Die EU-Kommission folgte dieser Empfehlung im Dezember 2013 und entschied, dass die Zulassungen für MCP-haltige Arzneimittel ab einem bestimmten Grenzwert widerrufen werden müssen. Mit dem BfArM-Bescheid vom 15. April 2014 wurde der Beschluss aus Brüssel umgesetzt. Davon waren alle in Deutschland erhältlichen Tropfen betroffen, denn gängig waren die Wirkstoffkonzentrationen von 4 oder 5 mg/ml.

Kinder unter einem Jahr sollten MCP gar nicht erhalten; darüber hinaus solle der Wirkstoff in der Pädiatrie nur als Mittel der zweiten Wahl eingesetzt werden, so die EMA-Empfehlung. Als Höchstdosis wurden für Erwachsene und Kinder 0,5 mg/kg Körpergewicht in 24 Stunden festgelegt. Routinemäßig sollten Erwachsene 10 mg bis zu dreimal täglich erhalten, Kinder entsprechend 0,1 bis 0,15 mg/kg. Für intravenöse Arzneiformen liegt die Höchstdosis bei 5 mg/ml – zu geben über einen Zeitraum von bis mindestens drei Minuten –, für Suppositorien bei 20 mg.

Der Dopamin-Antagonist war zugelassen bei Motalitätsstörungen des oberen Magen-Darm-Traktes, Übelkeit, Brechreiz und Erbrechen unter anderem bei Migräne, Leber- und Nierenerkrankungen und Arzneimittelunverträglichkeiten sowie bei Chemotherapien. Laut Arzneiverordnungsreport wurden 2013 insgesamt 5,5 Millionen Packungen alleine auf Kassenrezept verordnet; dazu kommt entsprechend der Privatanteil.

Dieses weite Anwendungsfeld könnte deutlich kleiner werden. Denn dem Vernehmen nach soll es eine Indikationseinschränkung für MCP geben: Der Wirkstoff soll demnach künftig nur noch bei Übelkeit bei Migräne und Chemotherapie zugelassen werden.

Die Hersteller mussten aufgrund der Änderungen neue Zulassungen beim BfArM beantragen. Erste Schritte dazu hatten die Unternehmen bereits im April unternommen. Stada beispielsweise teilte damals mit, alle notwendigen Maßnahmen in die Wege geleitet zu haben. Die Konkurrenz hat vermutlich auch reagiert: Auch MCP-Tropfen von Abbott (Paspertin) und Dolorgiet (Gastronerton) sowie die Generika von 1A/Hexal/Sandoz, Ratiopharm/AbZ und Betapharm waren von dem Rückruf betroffen.

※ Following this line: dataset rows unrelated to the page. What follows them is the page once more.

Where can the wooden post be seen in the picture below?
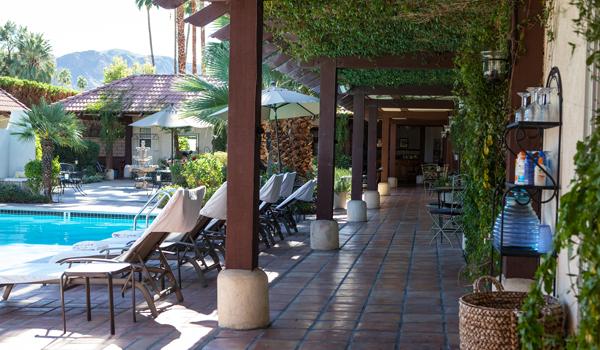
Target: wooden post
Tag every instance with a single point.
(385, 149)
(393, 129)
(243, 136)
(326, 161)
(372, 149)
(358, 127)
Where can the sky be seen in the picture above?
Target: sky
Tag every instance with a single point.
(79, 25)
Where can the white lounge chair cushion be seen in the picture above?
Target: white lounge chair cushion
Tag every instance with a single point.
(90, 245)
(287, 185)
(216, 206)
(270, 191)
(134, 234)
(31, 273)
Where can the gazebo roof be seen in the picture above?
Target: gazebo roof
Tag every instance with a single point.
(9, 103)
(144, 93)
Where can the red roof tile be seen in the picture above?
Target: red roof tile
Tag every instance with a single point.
(145, 93)
(9, 103)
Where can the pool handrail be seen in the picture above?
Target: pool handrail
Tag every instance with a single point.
(163, 194)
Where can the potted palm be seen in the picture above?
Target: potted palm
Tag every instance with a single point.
(53, 126)
(341, 187)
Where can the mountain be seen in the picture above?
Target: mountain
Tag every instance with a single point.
(90, 64)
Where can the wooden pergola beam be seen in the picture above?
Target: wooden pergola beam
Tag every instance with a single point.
(208, 14)
(407, 90)
(425, 104)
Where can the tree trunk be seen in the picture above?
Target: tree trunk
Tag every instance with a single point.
(47, 155)
(180, 40)
(150, 35)
(194, 68)
(109, 157)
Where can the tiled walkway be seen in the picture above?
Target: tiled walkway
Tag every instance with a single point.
(385, 288)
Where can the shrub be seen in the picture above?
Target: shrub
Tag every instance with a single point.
(14, 194)
(87, 156)
(204, 170)
(33, 172)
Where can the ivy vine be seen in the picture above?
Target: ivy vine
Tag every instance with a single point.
(578, 227)
(477, 132)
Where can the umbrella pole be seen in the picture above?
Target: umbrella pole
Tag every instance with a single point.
(277, 138)
(172, 142)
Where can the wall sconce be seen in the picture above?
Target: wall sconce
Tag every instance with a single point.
(494, 65)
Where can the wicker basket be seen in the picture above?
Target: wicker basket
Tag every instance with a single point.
(488, 320)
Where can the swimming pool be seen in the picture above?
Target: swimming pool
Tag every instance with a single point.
(57, 228)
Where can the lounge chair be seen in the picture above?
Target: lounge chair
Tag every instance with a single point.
(179, 215)
(269, 195)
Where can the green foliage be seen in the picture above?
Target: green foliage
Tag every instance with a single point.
(204, 170)
(32, 92)
(477, 133)
(119, 69)
(342, 180)
(86, 156)
(63, 77)
(396, 77)
(34, 174)
(14, 194)
(108, 110)
(81, 82)
(24, 54)
(342, 135)
(578, 227)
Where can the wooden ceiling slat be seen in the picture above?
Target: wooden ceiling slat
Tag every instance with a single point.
(433, 104)
(208, 14)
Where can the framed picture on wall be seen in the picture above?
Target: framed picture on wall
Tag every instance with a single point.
(403, 143)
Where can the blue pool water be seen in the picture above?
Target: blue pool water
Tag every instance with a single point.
(57, 230)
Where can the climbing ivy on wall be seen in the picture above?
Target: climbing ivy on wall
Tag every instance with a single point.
(477, 132)
(578, 226)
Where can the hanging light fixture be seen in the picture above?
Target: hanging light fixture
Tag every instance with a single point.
(494, 65)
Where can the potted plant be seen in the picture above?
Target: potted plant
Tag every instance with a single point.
(341, 187)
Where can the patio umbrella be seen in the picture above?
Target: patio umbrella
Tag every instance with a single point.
(170, 118)
(278, 103)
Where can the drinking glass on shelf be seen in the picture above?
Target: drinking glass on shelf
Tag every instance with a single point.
(521, 112)
(536, 108)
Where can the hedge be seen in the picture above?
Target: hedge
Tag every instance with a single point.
(30, 92)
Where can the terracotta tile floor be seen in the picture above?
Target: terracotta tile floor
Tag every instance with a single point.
(386, 288)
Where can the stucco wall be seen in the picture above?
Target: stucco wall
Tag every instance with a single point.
(576, 110)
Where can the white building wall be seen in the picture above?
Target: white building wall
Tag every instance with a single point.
(576, 111)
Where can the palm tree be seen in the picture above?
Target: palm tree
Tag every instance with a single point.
(213, 89)
(53, 126)
(147, 4)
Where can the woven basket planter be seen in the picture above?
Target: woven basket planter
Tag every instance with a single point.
(488, 320)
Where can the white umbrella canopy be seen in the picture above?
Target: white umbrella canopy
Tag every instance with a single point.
(278, 103)
(170, 118)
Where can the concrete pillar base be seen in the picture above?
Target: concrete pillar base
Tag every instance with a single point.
(393, 182)
(383, 188)
(324, 235)
(357, 211)
(371, 198)
(243, 299)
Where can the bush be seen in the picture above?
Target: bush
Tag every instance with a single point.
(87, 156)
(204, 170)
(88, 179)
(33, 172)
(14, 194)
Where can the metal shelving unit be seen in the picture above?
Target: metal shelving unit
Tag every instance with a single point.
(523, 130)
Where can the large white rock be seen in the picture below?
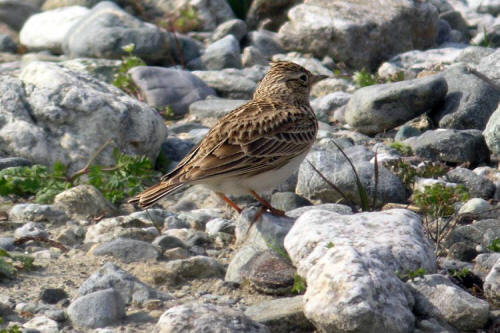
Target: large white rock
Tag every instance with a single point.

Der schnellste Weg zu einer Zulassung hätte in diesem Fall über das europäische Verfahren der gegenseitigen Anerkennung („mutual recognition procedure“) führen können. Dabei stützen sich die Hersteller auf bereits existierende Zulassungen aus anderen EU-Staaten. Doch dem Vernehmen nach gab es dabei Probleme. Theoretisch hätte das Verfahren nach 180 Tagen abgeschlossen sein müssen: Jeweils 90 Tage haben die Behörden der Referenzstaaten und in den Ländern, in denen die Zulassungen anerkannt werden sollen, für die Bewertung Zeit.

Referenzstaaten in diesem Fall sind Belgien, Frankreich, Griechenland, Großbritannien, Italien, Luxemburg, die Niederlande, Norwegen, Portugal, Slowenien und Spanien. Nach EMA-Informationen sind in diesen elf EU-Staaten derzeit Präparate mit der MCP-Konzentration 1mg/ml auf dem Markt.